The Prosecutor General’s office has decided not to press charges against Mohamed Hussain Shareef, former presidential affairs minister, over alleged corruption in the selection of a caterer for the official independence day banquet. 

The anti-corruption watchdog had found that Shareef – who resigned in late October after being asked to stay home – awarded the MVR3.7 million catering contract to a restaurant owned by activists of the ruling Progressive Party of Maldives despite their lack of experience.

The Anti-Corruption Commission forwarded the case for prosecution last week under charges of abuse of power to unlawfully benefit a third party.

However, a spokesperson at the PG office said there was not enough evidence to prosecute the former minister.

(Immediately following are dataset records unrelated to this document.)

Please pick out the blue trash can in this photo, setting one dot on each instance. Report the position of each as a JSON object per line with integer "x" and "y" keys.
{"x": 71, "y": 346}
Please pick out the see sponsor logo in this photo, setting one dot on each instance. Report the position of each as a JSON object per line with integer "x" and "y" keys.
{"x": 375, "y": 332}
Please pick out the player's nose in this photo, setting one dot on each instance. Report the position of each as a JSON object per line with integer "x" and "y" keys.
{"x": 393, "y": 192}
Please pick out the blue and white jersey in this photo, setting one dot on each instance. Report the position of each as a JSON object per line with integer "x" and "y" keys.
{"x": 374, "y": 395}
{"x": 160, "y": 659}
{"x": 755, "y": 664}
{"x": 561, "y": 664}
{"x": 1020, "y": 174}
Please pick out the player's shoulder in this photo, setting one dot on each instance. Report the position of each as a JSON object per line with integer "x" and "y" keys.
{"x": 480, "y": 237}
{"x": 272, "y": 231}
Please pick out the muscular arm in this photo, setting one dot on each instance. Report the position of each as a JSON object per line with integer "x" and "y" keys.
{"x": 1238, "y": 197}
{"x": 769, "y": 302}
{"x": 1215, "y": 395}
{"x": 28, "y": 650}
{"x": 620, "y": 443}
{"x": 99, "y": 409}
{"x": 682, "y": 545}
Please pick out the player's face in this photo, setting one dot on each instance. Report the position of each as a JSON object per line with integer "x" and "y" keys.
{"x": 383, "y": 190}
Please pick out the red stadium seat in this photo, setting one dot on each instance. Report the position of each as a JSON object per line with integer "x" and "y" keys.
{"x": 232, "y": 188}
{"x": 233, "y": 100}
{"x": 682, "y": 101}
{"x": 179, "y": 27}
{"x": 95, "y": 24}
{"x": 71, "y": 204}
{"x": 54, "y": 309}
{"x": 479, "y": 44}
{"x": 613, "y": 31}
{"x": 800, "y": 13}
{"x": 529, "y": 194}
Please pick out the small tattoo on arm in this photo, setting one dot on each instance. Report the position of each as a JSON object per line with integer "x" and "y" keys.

“The decision was made today. We’ve sent back the case. There isn’t enough evidence to charge Shareef over abuse of power,” he said.

Muaviz Rasheed, vice president of the ACC, said the commission will look into the reason why the PG decided not to charge Shareef.

“The ACC will send a case to the PG only when the commission thinks the accused can and should be charged. We haven’t received the case yet so I can only comment on the matter after analysing PG’s decision not to charge in this case,” he said.

In awarding the contract, the former minister had claimed that it was President Abdulla Yameen who had chosen Newport. Shareef later admitted that he had lied, the ACC said.

Newport had submitted a proposal to serve 300 VIPs and a buffet for 500 dignitaries. The agreed cost was US$285 per head. It is not clear on whose orders Newport had submitted the proposal, the ACC said.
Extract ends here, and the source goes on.